Fig. 7 shows a graph 700 of luminance versus luma value, and will be used to describe operation of the luma adjustment module 512. Axis 701 is the luminance axis and axis 714 is the luma axis. A curve 705 is an example luminance-to-luma mapping. An offset point 710 on the luma axis 714 is derived from the unadjusted luma value 516 by adding a negative offset to the unadjusted luma value 516. The offset point 710 may also be referred to as an “offset luma point”. A point 704 on the luminance axis 701 is derived from the offset luma point 710. The point 704 is derived by applying a Y’CbCr to RGB and then RGB to XYZ colour space conversion to a sample formed by the luma value of the point 710 and chroma values 520. The value of a Y component resulting from the Y’CbCr to RGB and RGB to XYZ colour space conversion performed on the sample is used as the value of the luminance point 704. A point 707 has a luma axis 714 coordinate equal to the point 710 and a luminance axis 701 coordinate equal to the point 704. The point 707 serves as a mapping between the points 704 and 710 and therefore belongs to the luminance-to-luma mapping 705.

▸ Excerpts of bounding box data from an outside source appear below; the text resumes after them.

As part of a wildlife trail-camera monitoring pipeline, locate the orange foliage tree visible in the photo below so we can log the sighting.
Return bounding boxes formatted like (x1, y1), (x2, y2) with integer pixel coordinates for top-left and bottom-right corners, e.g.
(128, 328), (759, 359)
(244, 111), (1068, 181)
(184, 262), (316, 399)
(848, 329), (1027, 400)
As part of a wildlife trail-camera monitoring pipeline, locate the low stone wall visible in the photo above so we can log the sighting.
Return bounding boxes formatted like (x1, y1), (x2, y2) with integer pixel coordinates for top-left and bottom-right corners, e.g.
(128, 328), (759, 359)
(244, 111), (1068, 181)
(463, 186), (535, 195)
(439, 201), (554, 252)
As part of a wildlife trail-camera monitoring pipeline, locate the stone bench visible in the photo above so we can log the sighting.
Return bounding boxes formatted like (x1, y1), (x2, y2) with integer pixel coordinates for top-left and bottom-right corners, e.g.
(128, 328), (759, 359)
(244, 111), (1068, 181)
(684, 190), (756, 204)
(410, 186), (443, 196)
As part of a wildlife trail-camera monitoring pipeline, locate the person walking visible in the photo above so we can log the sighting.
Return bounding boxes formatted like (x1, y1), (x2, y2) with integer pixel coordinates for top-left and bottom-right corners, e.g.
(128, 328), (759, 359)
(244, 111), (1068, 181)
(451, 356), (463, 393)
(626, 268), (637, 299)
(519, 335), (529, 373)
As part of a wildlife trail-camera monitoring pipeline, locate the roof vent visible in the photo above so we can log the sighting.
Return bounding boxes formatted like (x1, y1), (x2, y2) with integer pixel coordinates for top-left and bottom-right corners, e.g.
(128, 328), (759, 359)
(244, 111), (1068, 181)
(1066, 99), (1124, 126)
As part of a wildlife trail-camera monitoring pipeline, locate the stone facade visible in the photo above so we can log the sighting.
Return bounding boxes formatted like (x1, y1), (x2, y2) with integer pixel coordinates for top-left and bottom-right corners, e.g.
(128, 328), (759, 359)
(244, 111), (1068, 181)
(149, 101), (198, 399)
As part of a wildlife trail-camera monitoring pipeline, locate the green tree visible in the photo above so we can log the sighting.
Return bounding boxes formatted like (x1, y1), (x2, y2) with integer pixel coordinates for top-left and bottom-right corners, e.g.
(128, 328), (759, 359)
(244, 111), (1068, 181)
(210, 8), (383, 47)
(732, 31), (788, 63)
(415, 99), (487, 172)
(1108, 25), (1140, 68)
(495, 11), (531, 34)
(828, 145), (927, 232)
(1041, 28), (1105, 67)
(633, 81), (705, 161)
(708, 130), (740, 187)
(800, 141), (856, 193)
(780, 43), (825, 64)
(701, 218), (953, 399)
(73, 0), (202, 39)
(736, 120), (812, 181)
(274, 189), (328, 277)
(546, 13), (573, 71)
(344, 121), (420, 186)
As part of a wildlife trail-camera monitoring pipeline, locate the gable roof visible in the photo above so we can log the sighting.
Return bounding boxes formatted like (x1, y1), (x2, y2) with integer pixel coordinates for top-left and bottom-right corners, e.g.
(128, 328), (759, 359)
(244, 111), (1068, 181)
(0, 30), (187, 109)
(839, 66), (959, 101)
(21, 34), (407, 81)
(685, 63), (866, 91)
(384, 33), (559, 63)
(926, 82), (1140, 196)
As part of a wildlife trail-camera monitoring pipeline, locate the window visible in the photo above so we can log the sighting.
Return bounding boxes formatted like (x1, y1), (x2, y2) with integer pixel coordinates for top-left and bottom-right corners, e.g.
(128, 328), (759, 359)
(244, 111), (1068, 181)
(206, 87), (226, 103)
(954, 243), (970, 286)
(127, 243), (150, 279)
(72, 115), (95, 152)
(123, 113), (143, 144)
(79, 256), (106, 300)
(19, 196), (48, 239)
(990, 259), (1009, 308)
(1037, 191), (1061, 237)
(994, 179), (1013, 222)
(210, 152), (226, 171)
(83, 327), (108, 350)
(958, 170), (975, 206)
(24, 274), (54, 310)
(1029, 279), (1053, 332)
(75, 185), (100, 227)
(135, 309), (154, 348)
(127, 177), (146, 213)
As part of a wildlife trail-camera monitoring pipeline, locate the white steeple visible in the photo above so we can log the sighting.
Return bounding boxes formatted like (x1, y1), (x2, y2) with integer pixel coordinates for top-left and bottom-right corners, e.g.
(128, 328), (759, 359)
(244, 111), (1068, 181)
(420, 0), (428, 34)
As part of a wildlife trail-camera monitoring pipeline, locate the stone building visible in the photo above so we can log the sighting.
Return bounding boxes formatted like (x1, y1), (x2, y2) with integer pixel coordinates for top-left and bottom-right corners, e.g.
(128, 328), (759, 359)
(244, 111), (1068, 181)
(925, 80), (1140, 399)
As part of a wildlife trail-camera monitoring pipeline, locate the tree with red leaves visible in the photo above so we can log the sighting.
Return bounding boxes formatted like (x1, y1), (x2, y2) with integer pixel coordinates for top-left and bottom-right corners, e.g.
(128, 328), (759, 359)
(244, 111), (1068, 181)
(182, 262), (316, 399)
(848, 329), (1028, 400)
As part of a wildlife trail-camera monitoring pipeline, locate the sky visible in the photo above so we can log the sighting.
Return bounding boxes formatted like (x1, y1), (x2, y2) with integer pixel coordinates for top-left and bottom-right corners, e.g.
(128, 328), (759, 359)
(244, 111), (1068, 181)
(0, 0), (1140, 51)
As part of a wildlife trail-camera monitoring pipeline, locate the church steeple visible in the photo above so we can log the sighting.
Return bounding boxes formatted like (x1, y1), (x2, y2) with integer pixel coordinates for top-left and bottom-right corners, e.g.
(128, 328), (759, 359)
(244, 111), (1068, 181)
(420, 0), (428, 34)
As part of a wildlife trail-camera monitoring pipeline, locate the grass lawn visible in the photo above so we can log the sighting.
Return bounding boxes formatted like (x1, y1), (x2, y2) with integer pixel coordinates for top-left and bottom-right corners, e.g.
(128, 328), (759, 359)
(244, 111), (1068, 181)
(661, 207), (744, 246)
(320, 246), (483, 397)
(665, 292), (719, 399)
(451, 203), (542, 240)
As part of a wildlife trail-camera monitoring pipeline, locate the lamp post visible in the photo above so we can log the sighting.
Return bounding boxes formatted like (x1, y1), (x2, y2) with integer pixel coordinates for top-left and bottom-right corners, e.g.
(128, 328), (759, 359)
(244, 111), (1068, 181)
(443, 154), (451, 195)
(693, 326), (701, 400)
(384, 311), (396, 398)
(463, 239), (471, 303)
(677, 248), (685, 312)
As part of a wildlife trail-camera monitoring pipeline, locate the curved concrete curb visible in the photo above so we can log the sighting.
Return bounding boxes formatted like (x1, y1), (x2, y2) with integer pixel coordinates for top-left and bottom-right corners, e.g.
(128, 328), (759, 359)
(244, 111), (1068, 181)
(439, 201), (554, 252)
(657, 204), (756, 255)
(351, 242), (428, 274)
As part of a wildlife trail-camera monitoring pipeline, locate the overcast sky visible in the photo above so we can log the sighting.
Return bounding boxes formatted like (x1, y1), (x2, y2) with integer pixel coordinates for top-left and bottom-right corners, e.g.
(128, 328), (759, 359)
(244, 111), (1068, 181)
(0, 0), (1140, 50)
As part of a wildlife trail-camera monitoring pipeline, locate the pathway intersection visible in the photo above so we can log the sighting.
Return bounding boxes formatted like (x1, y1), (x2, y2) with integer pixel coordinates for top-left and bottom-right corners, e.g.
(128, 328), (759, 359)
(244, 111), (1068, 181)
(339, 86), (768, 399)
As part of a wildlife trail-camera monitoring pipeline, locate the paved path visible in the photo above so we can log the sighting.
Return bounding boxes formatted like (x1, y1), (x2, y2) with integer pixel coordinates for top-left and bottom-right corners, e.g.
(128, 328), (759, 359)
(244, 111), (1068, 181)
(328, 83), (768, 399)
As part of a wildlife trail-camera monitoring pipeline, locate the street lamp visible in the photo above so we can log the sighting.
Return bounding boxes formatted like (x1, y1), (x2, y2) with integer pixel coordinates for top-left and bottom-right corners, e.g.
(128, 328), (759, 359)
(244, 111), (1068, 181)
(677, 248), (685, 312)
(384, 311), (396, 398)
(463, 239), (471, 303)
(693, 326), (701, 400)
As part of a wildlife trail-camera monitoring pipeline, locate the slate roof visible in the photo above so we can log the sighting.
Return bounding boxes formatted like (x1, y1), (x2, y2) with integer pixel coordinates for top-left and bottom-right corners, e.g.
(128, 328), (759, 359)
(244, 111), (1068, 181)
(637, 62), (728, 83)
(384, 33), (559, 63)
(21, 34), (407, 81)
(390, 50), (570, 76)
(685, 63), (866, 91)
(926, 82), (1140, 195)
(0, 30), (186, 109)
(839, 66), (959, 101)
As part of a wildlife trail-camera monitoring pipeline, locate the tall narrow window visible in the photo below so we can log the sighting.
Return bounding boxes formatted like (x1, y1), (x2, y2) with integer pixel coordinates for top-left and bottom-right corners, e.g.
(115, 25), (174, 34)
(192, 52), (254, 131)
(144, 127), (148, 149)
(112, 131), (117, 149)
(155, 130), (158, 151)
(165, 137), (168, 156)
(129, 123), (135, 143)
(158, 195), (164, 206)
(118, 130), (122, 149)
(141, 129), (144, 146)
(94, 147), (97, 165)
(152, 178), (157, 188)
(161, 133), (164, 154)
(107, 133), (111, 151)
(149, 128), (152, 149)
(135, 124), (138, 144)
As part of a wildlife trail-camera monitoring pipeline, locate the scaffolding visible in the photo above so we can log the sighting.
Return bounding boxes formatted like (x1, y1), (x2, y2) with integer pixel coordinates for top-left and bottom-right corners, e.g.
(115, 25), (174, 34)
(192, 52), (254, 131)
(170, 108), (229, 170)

An offset point 713 on the luma axis 714 is derived from the unadjusted luma value 516 by adding a predetermined positive offset value to the unadjusted luma value 516. The point 713 may also be referred to as an “offset luma point” as with the point 710. A point 702 on the luminance axis 701 is derived from the offset luma point 713 by applying a Y’CbCr to RGB and then RGB to XYZ colour space conversion to a sample formed by the luma value of the point 713 and chroma values 520. The value of a Y component resulting from the Y’CbCr to RGB and RGB to XYZ colour space conversion performed on the offset luma point 713 is used as the value of the luminance point 702. A point 708 has a luma axis 714 coordinate equal to the point 713 and a luminance axis 701 coordinate equal to the point 702. The point 707 serves as a mapping between the points 702 and 713 and therefore belongs to the luminance-to-luma mapping 705.

Line 709 as seen in Fig. 7 is an approximation line used to approximate the luminance-to-luma mapping 705 around the unadjusted luma value 516. The approximation line 709 is determined from the points 707 and 708.

The adjusted luma value 522 is derived from the target luminance value 526 by applying the approximation line.

Deriving the approximation line using multiple approximation points such as the points 707 and 708 is advantageous because, generally, increasing the number of approximation points increases accuracy of the luminance-to-luma mapping. With more approximation point there is a better chance that a ‘true’ adjusted luma value will be determined by the luminance-to-luma mapping as the ‘true’ adjusted luma value should be in close proximity to one of the approximation points. A maximum error in a range between the approximation points 707 and 708 is bound whereas the error to the right of the rightmost approximation point 708 and to the left of the leftmost approximation point 707 is generally unbound and may be indefinitely large. Therefore, having at least two approximation points is advantageous compared to using a single approximation point because of the bounded error region between the approximation points 707 and 708, as the presence of the range with bounded error generally improves approximation precision.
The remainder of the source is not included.